Learn Awk with Emacs (2020)

beepbooptheory · on Feb 19, 2022

I have started to use org babel for a lot of things these days. To just write little experiments, or do ephemeral tasks. This is especially useful when I want to operate on a db and remember the query, or have an org file that is like dashboard of views into a db, with lots of notes and links to other notes.

I use org-roam, and put a lot of things in dailies, so I have a temporal log of work that is easily searchable (using deft, or just rg). So much of the mental burden of where to put things is gone, they are in my journal now, and I can always tangle them into a file if I need to, and then I just start linking commits into org to continue to keep track.

Talk about tangling, I also have one big "system config" file that contains all of my rc files and other system configurations and scripts, with sensitive information encrypted transparently with org crypt. I just keep this all in my shared nextcloud Sync folder. I even have configuration and scripts for my homelab and personal server in other files!

Not only that, but I have started relying on org attach to keep a repository of miscellaneous files. Have some PDF or zipfile I dont want to forget about? I just attach it to the daily document and write some notes about it, and wherever I am I can get it. Even have started compressing old projects and "backing them up" into org.

I work through SICP these days in an org babel document, with liberal tangling and noweb, and now I have a journal to myself of my progress, constantly linking to other nodes as I gain more concepts.

I am not a professional computer person, so I don't work with other people. I understand that this works for me because of that.

mynameismon · on Feb 19, 2022

> I work through SICP these days in an org babel document

Would you mind sharing a bit more on your workflow? I am personally going through Crafting Interpreters myself, and I am struggling to organise my code and notes, since I am unable to get org-babel to work like in separate files, and build in one go.

Jtsummers · on Feb 19, 2022

Not GP, but I've done this before.

I don't have access to it at the moment, but I wrote a small shell script that invoked emacs (without running init.el/.emacs) and ran org tangle on a file.
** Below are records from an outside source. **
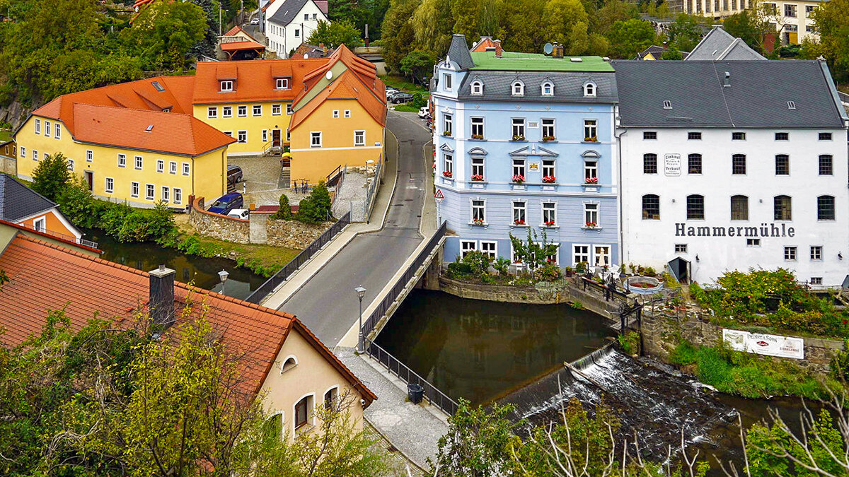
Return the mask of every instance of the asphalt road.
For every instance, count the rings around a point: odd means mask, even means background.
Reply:
[[[430,141],[415,115],[389,112],[387,126],[398,138],[398,181],[383,230],[351,240],[279,310],[296,315],[329,348],[357,321],[354,289],[368,290],[365,310],[422,241],[419,233],[424,200],[423,146]],[[373,217],[380,216],[374,210]]]

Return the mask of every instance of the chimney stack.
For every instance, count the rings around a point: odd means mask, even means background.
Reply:
[[[174,275],[176,271],[160,265],[149,272],[150,296],[148,311],[155,326],[167,328],[174,323]]]

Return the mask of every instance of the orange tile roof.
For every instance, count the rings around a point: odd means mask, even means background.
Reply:
[[[123,265],[18,235],[0,255],[0,270],[9,282],[0,293],[0,344],[16,346],[40,333],[48,310],[65,308],[74,329],[98,317],[132,326],[145,310],[149,275]],[[291,329],[358,390],[367,406],[377,399],[357,378],[295,316],[214,292],[174,283],[174,306],[190,315],[201,310],[214,330],[222,333],[228,351],[243,355],[243,376],[258,392]],[[177,326],[179,326],[177,323]]]
[[[327,59],[199,61],[195,73],[194,104],[291,101],[301,93],[304,76],[327,63]],[[291,89],[275,89],[275,75],[289,72]],[[218,81],[235,79],[233,91],[222,93]]]
[[[194,90],[193,76],[158,76],[64,94],[32,115],[61,121],[77,141],[109,146],[199,155],[234,143],[192,116]]]

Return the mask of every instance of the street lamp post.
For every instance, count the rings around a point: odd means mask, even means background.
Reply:
[[[363,352],[363,297],[366,295],[366,289],[363,286],[358,286],[354,289],[357,292],[357,298],[360,299],[360,334],[357,338],[357,352]]]

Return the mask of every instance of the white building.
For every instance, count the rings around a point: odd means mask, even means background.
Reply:
[[[849,120],[824,62],[617,61],[623,263],[711,283],[849,271]]]
[[[263,8],[262,19],[268,48],[279,58],[306,41],[319,21],[329,23],[326,0],[273,0]]]

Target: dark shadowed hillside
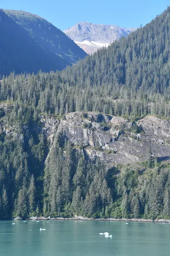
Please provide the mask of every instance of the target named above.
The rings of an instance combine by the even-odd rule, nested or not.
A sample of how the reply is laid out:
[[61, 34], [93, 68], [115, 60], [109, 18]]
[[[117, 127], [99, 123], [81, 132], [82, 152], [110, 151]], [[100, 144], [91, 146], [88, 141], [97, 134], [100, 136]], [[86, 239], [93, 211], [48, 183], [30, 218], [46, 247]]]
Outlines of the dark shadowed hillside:
[[168, 7], [62, 71], [3, 78], [0, 218], [170, 219], [170, 44]]
[[[37, 73], [40, 69], [46, 72], [61, 70], [86, 55], [72, 40], [45, 20], [22, 12], [22, 16], [16, 16], [17, 20], [12, 14], [17, 14], [17, 12], [6, 12], [0, 11], [1, 76], [14, 71], [18, 73], [25, 71]], [[36, 35], [40, 35], [36, 28], [40, 29], [41, 24], [43, 27], [42, 24], [43, 33], [46, 35], [44, 44]], [[31, 32], [33, 31], [31, 26], [36, 28], [34, 34]], [[48, 33], [50, 26], [50, 33]], [[53, 38], [53, 42], [52, 35], [56, 38], [55, 41]]]

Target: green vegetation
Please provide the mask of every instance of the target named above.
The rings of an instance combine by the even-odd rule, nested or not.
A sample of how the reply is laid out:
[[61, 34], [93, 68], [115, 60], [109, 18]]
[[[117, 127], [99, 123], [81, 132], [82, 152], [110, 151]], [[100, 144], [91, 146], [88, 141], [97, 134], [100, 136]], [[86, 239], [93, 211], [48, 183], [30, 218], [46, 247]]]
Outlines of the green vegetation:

I incorporated that into a Makefile so it ran on every org file. I placed my org files in the same places (in the file system) as normal source files and had a 1-to-1 mapping of org files to <target language> files (C, Java, Lisp, Go, doesn't matter, done it all). 1-to-1 isn't necessary, I've also done one mega-file that tangled into many source files, including into subdirectories. After tangling, you can trigger any particular build system commands needed (like in rust, run `cargo build` or `cargo run`).

Another thing I've done for smaller things is something like:

  #+BEGIN_SOURCE language :tangle foo.language
  ...
  #+END_SOURCE
  #+BEGIN_SOURCE sh
    build command foo.language
    ./foo
  #+END_SOURCE

Run C-v-t (to tangle the source file(s)) and then navigate to that last block and use C-c C-c to execute it, which will execute the language specific build commands and then run the executable (adjust to particular circumstances). You can also have many of those shell blocks to run different things or in different ways (one to build a release version, another to build a debug version, another to run all the tests, etc.).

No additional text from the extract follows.